Peter R. Scanlon
Peter Redmond Scanlon (February 13, 1931 – December 3, 2009) was the chairman and chief executive officer of Coopers & Lybrand, one of the Big Eight auditors, from 1982 to 1991. At a time when other accounting firms were merging, Scanlon kept Coopers & Lybrand independent and grew it through expansion rather than mergers.
Peter Redmond Scanlon was born on February 13, 1931 in the Bronx, the son of Loretta Ryan and John Scanlon Jr., who owned an insurance company, but who died when Scanlon was only 9. After high school, Scanlon attended Iona College, receiving a bachelor's degree in accounting in 1952.
Upon graduation, Scanlon took a job at Lybrand, Ross Brothers & Montgomery (which would later merge with Cooper Brothers & Co. in 1957 to form Coopers & Lybrand). He served in the United States Navy during the Korean War, returning to the firm when he had completed his four years of service.
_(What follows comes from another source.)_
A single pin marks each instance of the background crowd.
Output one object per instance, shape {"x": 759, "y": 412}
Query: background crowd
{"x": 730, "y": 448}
He was elected as a partner in 1966, and then rose through the ranks throughout the 1970s, serving as managing partner of the New York office, managing partner for the New York region, and vice-chairman of domestic operations.
In 1982, Scanlon was elected as chairman and CEO of Coopers & Lybrand for the first of three terms. Scanlon was criticized in some quarters because of his refusal to participate in the "mergers mania" of the 1980s. However, Coopers & Lybrand were able to take advantage of the mergers going on in the industry to attract international affiliates who had grown disaffected with their parent firms. Scanlon's tenure as chairman and CEO was one of growth and profitability for Coopers & Lybrand. Scanlon brought in several new clients, most notably SmithKline Beckman and Unilever. In 1991, his last year at the firm, Coopers & Lybrand earned $261 million in profits on $1.5 billion in revenue.
Scanlon's involvement in the community included serving as a trustee for Iona College, The Economic Club of New York, The Catholic University of America, and the Gregorian University. He also served on the visiting committees of the MIT Sloan School of Management and The Conference Board. He was a Knight of Malta and a Knight of the Holy Sepulchre. He received several honors from his alma mater, Iona College, including an honorary LL.D.